C’était donc avec des N que l’on mesurait la distance qui nous sépare de tel ou tel collègue et pas en fonction du nombre de pas ou d’étages qui nous sépare de son bureau.

Je me rendis compte que cette manière de se repérer dans l’espace hiérarchique octroyait certains droits autant qu’elle imposait certains comportements : je peux tutoyer mon N-1 voire mon N+1 ou mon N+2. Mais mon N+3, Christine, la cheffe du service marketing… Je la vouvoierai toute ma vie, même le jour de la soirée de Noël avec quelques verres dans le nez.

Fixer les règles du jeu

Alors pourquoi tant de N ? L’échelle des N permet donc de fixer des règles. De vous rappeler que Jean-Luc, avant d'être le meilleur défenseur central de l’équipe de foot de l’entreprise, celui qui porte le même maillot et avec qui vous partagez le même vestiaire, reste néanmoins votre chef, celui qui va vous demander d’aller faire 500 photocopies pour bien commencer la journée, celui qui vous coach, vous évalue et décide de vous augmenter de 3% à la fin de l’année.
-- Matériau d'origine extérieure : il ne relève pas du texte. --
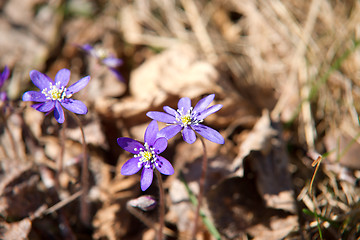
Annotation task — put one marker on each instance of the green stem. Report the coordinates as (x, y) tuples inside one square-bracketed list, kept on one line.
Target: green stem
[(84, 206), (161, 205)]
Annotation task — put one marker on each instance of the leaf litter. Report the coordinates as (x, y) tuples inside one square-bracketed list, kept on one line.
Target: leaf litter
[(286, 73)]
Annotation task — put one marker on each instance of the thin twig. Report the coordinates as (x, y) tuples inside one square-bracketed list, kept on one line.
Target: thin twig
[(201, 188), (62, 203)]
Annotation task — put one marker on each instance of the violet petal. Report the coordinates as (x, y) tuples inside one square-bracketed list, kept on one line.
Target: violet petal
[(170, 111), (150, 133), (189, 135), (169, 131), (40, 80), (62, 77), (112, 62)]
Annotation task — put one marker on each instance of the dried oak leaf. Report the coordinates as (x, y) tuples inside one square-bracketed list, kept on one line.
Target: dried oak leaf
[(264, 152), (16, 230), (177, 71)]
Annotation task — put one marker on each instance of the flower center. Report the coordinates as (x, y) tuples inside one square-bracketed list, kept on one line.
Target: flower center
[(101, 53), (147, 156), (186, 119), (55, 92)]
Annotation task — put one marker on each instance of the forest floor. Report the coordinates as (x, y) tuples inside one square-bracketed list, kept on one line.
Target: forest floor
[(286, 72)]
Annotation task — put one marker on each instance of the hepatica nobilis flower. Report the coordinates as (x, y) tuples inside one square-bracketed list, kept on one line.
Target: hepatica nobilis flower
[(106, 58), (3, 77), (54, 95), (188, 120), (146, 156)]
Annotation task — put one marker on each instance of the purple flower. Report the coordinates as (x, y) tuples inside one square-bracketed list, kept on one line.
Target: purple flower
[(55, 95), (146, 155), (105, 58), (187, 120), (3, 77)]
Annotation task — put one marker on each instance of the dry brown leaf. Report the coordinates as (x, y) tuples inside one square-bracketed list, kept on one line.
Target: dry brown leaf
[(177, 71), (105, 223), (265, 152)]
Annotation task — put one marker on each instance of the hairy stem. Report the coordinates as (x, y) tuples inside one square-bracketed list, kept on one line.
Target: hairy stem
[(201, 188), (161, 205)]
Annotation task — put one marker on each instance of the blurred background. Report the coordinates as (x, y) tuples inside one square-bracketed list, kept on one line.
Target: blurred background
[(287, 73)]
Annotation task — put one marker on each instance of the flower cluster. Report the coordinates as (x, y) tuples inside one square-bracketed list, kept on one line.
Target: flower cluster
[(54, 95), (185, 119), (105, 58)]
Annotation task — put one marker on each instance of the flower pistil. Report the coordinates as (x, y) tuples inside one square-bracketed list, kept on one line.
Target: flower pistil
[(187, 119), (147, 156)]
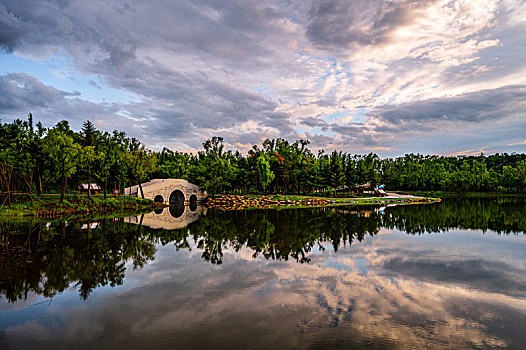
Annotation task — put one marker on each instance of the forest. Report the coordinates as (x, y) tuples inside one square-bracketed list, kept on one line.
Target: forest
[(36, 160)]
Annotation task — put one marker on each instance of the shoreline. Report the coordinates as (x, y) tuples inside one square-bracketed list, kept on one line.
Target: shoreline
[(50, 208), (239, 202)]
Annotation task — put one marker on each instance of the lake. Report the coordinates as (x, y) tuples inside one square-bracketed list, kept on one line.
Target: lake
[(450, 275)]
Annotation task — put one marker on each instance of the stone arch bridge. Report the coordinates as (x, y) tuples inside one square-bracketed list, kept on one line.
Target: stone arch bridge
[(168, 191)]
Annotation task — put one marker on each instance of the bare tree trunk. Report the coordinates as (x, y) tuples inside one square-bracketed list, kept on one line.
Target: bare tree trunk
[(62, 188), (89, 185)]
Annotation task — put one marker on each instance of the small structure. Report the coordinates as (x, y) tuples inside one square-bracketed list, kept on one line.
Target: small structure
[(93, 188)]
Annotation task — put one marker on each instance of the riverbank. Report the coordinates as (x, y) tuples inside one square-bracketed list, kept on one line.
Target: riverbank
[(237, 202), (49, 206)]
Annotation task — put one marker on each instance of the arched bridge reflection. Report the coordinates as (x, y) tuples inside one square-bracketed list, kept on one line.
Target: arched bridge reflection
[(170, 218)]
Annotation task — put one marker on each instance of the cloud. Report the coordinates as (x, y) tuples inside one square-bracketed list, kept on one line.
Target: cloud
[(473, 107), (518, 143), (350, 72), (339, 23)]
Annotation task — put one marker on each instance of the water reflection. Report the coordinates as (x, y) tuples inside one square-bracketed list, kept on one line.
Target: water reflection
[(176, 216), (259, 277)]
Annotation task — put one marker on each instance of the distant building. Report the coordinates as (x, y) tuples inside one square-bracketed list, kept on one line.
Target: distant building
[(93, 188)]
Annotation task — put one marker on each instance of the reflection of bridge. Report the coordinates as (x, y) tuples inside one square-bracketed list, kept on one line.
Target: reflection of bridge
[(168, 191), (174, 217)]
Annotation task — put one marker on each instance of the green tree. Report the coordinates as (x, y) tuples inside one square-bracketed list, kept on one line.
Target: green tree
[(266, 176), (62, 152)]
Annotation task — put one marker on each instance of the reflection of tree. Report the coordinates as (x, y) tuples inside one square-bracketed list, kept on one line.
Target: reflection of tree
[(499, 214), (278, 234), (46, 261)]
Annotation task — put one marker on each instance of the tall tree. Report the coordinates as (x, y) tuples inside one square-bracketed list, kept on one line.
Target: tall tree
[(62, 152)]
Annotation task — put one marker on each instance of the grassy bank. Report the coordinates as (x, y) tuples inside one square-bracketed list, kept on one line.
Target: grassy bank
[(446, 194), (49, 206), (234, 202)]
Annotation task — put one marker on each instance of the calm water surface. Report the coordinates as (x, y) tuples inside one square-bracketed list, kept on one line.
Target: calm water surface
[(449, 275)]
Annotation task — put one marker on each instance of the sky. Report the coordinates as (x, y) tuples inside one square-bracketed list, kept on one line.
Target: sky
[(360, 76)]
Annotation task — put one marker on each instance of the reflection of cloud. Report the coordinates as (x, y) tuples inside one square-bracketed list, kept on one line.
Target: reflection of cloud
[(180, 300)]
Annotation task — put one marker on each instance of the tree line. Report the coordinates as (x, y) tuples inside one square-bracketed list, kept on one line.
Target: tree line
[(37, 160)]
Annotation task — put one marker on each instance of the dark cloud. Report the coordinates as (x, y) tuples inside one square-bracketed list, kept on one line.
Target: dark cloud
[(479, 106), (22, 91)]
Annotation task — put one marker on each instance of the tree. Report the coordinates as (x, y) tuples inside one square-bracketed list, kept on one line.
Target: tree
[(266, 176), (140, 162), (62, 152), (89, 156)]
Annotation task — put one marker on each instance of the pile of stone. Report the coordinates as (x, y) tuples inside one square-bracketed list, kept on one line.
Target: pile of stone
[(234, 202)]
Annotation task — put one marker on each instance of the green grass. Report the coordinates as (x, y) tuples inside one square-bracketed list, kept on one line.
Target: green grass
[(74, 205)]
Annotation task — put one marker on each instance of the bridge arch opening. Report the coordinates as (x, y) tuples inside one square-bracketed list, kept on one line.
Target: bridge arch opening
[(177, 197), (193, 202), (176, 210)]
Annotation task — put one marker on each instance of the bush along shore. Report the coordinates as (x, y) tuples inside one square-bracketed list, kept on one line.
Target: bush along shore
[(237, 202), (50, 207)]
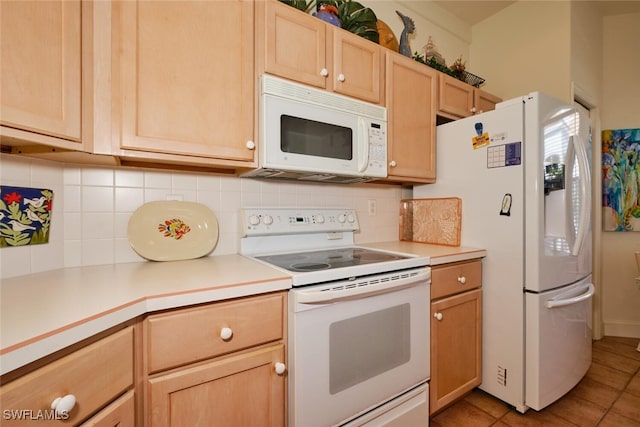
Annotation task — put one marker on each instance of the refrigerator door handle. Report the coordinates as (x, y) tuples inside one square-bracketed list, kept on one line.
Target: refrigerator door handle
[(571, 232), (570, 298), (575, 237), (585, 192)]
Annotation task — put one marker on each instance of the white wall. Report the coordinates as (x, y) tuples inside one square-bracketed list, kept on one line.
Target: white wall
[(92, 207), (523, 48), (621, 109), (451, 35)]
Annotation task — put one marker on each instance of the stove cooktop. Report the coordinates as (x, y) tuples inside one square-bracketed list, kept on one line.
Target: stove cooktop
[(329, 259)]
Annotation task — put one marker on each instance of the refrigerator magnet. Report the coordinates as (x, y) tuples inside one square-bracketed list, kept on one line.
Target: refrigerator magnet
[(482, 138), (506, 205)]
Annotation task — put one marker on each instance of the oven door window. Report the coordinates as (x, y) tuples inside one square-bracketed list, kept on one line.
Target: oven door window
[(312, 138), (365, 346)]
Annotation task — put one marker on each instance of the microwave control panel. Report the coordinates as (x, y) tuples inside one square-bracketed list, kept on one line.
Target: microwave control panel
[(273, 221), (377, 148)]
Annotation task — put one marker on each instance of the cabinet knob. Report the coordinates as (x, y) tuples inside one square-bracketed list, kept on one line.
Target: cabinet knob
[(226, 334), (64, 404), (280, 368)]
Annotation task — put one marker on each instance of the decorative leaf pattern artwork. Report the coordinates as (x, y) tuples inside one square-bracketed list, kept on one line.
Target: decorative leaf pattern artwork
[(621, 180), (25, 216)]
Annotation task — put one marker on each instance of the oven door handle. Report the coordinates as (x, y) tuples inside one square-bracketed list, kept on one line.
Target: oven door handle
[(359, 289)]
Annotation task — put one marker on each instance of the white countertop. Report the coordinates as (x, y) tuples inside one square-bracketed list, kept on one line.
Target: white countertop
[(46, 312), (438, 254)]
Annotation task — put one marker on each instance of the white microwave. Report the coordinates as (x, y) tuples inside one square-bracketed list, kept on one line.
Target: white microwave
[(316, 135)]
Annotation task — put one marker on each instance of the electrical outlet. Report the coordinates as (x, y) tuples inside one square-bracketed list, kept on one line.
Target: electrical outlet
[(372, 207)]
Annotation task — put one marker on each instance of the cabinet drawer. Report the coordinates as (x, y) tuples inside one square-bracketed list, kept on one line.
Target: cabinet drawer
[(95, 375), (184, 336), (454, 278)]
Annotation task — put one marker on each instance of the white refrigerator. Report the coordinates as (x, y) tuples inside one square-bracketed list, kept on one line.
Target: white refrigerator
[(523, 174)]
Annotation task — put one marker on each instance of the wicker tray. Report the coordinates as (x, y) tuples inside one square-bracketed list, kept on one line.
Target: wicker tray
[(436, 221)]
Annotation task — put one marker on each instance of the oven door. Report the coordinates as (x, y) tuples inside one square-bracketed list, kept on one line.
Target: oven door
[(355, 345)]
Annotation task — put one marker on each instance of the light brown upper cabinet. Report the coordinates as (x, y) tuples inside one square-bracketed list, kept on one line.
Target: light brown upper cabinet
[(458, 99), (41, 71), (300, 47), (183, 82), (411, 108)]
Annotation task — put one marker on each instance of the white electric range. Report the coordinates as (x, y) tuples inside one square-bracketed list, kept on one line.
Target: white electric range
[(358, 323)]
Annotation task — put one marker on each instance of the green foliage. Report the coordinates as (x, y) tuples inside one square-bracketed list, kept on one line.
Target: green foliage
[(302, 5), (354, 17), (357, 19), (431, 62)]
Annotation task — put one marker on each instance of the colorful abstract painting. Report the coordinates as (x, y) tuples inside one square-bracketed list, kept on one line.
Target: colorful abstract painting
[(25, 216), (621, 180)]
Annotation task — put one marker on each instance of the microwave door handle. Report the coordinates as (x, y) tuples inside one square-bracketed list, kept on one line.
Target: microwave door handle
[(363, 145)]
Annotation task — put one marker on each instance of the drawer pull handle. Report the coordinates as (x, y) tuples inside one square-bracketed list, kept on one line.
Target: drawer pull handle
[(63, 405), (226, 334), (280, 368)]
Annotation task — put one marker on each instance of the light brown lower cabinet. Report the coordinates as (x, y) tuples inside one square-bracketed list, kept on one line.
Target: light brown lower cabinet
[(241, 390), (120, 413), (456, 333), (221, 364), (96, 375)]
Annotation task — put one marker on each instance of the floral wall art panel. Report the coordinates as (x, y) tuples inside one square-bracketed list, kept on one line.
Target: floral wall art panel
[(25, 216), (621, 180)]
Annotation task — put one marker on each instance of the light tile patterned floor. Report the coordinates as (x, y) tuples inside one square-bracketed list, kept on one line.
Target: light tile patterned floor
[(608, 396)]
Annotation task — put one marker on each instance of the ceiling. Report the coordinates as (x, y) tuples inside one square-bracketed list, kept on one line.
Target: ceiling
[(474, 11)]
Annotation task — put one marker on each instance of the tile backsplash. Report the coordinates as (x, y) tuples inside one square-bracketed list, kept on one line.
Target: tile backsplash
[(92, 207)]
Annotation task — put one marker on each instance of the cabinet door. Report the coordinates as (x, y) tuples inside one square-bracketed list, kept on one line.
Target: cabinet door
[(455, 97), (484, 101), (186, 77), (40, 67), (295, 45), (456, 347), (241, 391), (411, 111), (120, 413), (356, 66)]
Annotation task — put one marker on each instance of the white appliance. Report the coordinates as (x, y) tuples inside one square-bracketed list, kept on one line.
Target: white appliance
[(316, 135), (523, 174), (358, 321)]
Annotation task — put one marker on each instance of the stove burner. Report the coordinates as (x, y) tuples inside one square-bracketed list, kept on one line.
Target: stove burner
[(374, 256), (310, 266)]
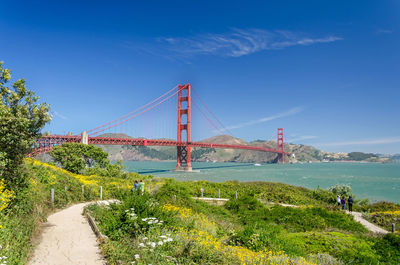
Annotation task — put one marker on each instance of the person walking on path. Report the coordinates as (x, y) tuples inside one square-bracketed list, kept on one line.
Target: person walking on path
[(350, 201), (338, 200), (343, 202), (141, 186)]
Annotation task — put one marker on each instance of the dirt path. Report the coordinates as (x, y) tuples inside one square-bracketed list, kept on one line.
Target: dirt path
[(67, 239), (371, 227)]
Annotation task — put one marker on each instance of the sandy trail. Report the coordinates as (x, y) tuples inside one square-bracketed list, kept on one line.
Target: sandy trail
[(371, 227), (67, 239)]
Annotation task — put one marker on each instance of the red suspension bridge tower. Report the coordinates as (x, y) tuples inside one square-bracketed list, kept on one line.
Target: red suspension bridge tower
[(281, 157), (184, 116), (183, 142)]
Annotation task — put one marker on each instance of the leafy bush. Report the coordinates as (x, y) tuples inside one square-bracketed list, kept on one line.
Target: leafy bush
[(251, 210), (388, 248), (347, 248), (381, 207)]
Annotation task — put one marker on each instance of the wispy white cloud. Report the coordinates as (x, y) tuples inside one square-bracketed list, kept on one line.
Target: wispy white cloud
[(290, 112), (390, 140), (240, 42), (301, 138), (58, 115)]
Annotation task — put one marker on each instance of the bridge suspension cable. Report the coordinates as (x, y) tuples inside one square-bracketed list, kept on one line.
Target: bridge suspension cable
[(138, 114), (215, 117), (144, 106)]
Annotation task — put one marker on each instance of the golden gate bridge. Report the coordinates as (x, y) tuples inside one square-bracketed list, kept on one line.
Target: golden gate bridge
[(112, 133)]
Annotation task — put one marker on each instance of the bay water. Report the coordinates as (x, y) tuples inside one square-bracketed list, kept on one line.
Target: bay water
[(374, 181)]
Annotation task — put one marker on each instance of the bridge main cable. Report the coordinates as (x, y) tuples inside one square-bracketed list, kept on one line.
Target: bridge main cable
[(169, 91), (165, 99)]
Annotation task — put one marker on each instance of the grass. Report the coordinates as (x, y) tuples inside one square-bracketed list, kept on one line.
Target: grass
[(156, 228)]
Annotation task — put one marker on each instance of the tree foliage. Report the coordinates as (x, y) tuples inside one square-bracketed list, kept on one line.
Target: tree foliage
[(75, 157), (21, 121)]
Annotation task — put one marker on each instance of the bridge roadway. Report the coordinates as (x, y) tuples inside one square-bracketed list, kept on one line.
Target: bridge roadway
[(47, 142)]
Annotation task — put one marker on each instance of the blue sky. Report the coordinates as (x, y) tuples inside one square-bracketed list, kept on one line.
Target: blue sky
[(327, 72)]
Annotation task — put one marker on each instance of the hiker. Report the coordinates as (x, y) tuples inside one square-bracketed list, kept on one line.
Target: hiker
[(350, 201), (338, 200), (135, 186), (343, 202), (141, 186)]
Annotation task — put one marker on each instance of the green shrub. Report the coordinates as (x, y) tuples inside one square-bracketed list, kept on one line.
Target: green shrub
[(388, 248), (347, 248)]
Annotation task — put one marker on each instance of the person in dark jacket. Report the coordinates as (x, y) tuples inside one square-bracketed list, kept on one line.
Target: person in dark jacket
[(350, 201), (343, 202)]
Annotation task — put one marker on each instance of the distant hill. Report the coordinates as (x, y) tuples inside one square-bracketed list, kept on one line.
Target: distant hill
[(303, 153)]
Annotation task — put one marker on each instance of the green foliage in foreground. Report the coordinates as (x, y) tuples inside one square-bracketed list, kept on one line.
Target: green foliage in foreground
[(32, 205), (21, 120), (244, 223), (251, 211), (267, 191)]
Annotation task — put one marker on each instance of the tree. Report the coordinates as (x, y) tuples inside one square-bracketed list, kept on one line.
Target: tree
[(21, 120), (75, 157)]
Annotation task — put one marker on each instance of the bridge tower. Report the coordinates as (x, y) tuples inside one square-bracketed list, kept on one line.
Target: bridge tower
[(281, 156), (184, 114)]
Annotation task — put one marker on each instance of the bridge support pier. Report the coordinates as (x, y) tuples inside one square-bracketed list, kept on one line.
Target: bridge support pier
[(183, 162), (85, 138)]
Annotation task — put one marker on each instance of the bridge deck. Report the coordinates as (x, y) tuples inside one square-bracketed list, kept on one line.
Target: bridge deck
[(47, 142)]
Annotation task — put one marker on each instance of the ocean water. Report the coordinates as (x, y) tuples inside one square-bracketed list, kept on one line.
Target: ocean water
[(368, 180)]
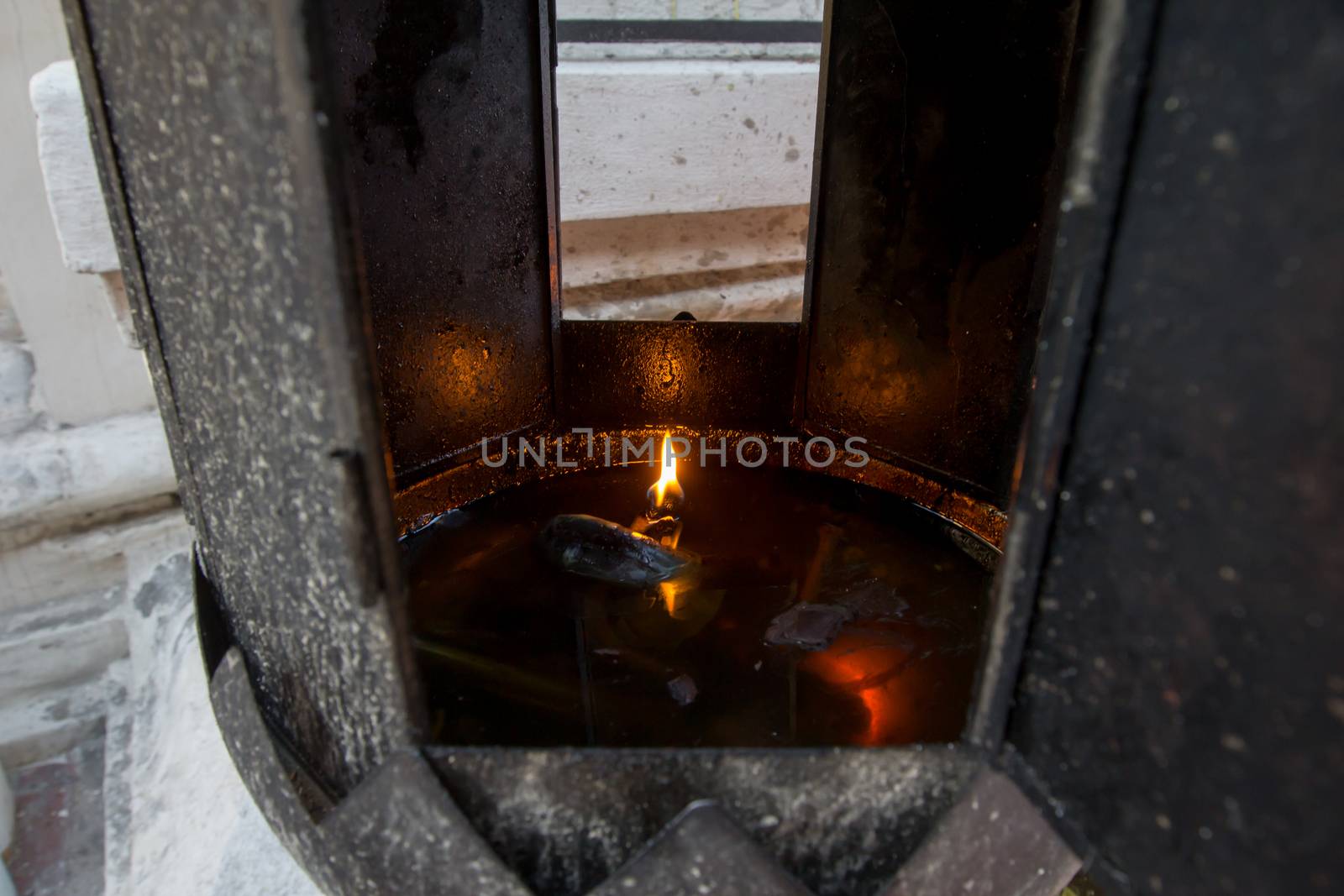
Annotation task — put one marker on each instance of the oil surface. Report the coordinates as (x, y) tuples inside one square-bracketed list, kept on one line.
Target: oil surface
[(514, 651)]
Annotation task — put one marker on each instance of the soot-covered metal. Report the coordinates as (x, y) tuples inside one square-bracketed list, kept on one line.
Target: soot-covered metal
[(339, 228)]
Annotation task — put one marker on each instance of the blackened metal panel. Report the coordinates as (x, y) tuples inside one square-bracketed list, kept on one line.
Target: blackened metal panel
[(1183, 694), (679, 372), (445, 114), (937, 161), (1115, 63), (208, 123)]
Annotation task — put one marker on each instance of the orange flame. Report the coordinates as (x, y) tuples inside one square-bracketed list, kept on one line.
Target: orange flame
[(669, 468)]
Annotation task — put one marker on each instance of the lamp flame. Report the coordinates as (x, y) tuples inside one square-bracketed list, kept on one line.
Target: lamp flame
[(669, 477)]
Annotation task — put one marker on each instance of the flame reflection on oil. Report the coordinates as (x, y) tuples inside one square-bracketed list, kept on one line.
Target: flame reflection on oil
[(871, 669)]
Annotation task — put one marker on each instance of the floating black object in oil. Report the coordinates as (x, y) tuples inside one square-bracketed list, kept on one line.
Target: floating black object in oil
[(820, 613)]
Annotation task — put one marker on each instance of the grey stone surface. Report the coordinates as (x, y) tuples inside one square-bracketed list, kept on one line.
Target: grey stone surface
[(179, 819), (702, 852), (991, 842)]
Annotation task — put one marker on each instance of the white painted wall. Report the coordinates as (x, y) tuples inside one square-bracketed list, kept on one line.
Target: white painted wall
[(85, 371), (759, 9), (655, 137)]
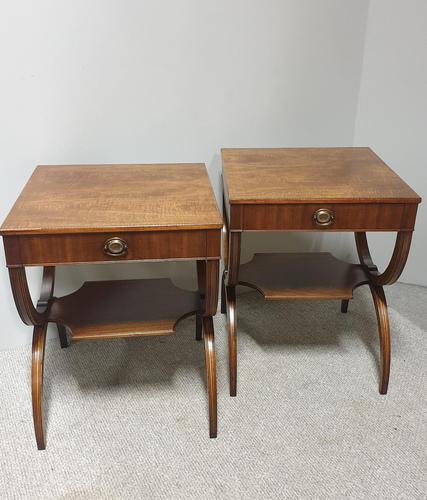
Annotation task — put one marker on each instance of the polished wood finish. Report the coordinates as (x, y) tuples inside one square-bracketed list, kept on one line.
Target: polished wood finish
[(230, 295), (397, 262), (347, 217), (312, 175), (35, 250), (123, 308), (103, 198), (210, 363), (380, 304), (283, 190), (279, 276), (37, 368), (23, 301), (67, 214)]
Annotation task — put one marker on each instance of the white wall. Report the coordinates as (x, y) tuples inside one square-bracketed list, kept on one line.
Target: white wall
[(157, 81), (392, 112)]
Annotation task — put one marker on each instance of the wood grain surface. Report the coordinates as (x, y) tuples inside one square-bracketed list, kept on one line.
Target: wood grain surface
[(116, 309), (307, 175), (280, 276), (93, 198)]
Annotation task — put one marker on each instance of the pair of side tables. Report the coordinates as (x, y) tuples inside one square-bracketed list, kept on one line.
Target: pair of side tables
[(121, 213)]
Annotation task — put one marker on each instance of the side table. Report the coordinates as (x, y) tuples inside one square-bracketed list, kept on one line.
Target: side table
[(115, 213), (313, 189)]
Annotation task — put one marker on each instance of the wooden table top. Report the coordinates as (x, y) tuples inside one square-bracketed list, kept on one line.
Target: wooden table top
[(98, 198), (307, 175)]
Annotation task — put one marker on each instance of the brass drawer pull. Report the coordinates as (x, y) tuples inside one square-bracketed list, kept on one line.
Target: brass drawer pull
[(323, 217), (115, 247)]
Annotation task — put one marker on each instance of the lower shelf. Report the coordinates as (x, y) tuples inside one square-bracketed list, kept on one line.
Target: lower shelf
[(116, 309), (302, 276)]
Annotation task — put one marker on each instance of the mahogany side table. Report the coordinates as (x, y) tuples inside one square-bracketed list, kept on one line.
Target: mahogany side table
[(115, 213), (313, 189)]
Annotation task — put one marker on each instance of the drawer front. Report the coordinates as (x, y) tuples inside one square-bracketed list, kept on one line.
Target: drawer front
[(111, 247), (330, 217)]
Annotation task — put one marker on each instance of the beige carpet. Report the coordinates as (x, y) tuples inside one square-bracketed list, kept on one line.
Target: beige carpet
[(128, 419)]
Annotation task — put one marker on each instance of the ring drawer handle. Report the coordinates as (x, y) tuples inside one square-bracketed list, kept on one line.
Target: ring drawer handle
[(323, 217), (115, 247)]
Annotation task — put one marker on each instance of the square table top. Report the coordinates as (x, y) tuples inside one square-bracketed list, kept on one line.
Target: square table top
[(98, 198), (307, 175)]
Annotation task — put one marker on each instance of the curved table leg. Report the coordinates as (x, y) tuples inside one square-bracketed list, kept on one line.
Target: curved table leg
[(380, 304), (201, 283), (377, 280), (223, 297), (232, 337), (63, 339), (397, 261), (37, 317), (210, 361), (39, 340)]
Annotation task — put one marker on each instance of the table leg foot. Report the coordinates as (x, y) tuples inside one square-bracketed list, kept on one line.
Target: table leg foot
[(210, 360), (232, 337), (63, 340), (380, 304), (199, 326), (39, 341)]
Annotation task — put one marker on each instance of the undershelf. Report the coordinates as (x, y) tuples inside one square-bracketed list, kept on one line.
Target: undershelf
[(302, 276), (123, 308)]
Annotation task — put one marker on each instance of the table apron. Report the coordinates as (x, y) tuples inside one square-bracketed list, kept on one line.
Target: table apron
[(346, 217), (57, 249)]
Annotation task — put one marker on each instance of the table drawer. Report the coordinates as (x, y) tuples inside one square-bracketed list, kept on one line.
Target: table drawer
[(329, 217), (111, 247)]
Aujourd’hui encore, même si l’heure est à un management plus collaboratif et horizontal, les N+x font encore partie de l’argot de bureau.

Napoléon disait bien lors de sa campagne d’Italie qu’un “chef est un marchand d'espérance”. Peut-être que c’est à cela qu’ils servent les chefs, à nous faire rêver, à nous emmener, et peut-être à nous faire progresser un peu.

Alors, la prochaine fois que vous croiserez votre N+1 dans le couloir, n'hésitez pas à lui sourire (poliment) et à lui rappeler qu'au-delà des titres et des grades, nous sommes tous des êtres humains cherchant notre place dans ce grand puzzle de la vie de bureau ou de la vie tout court.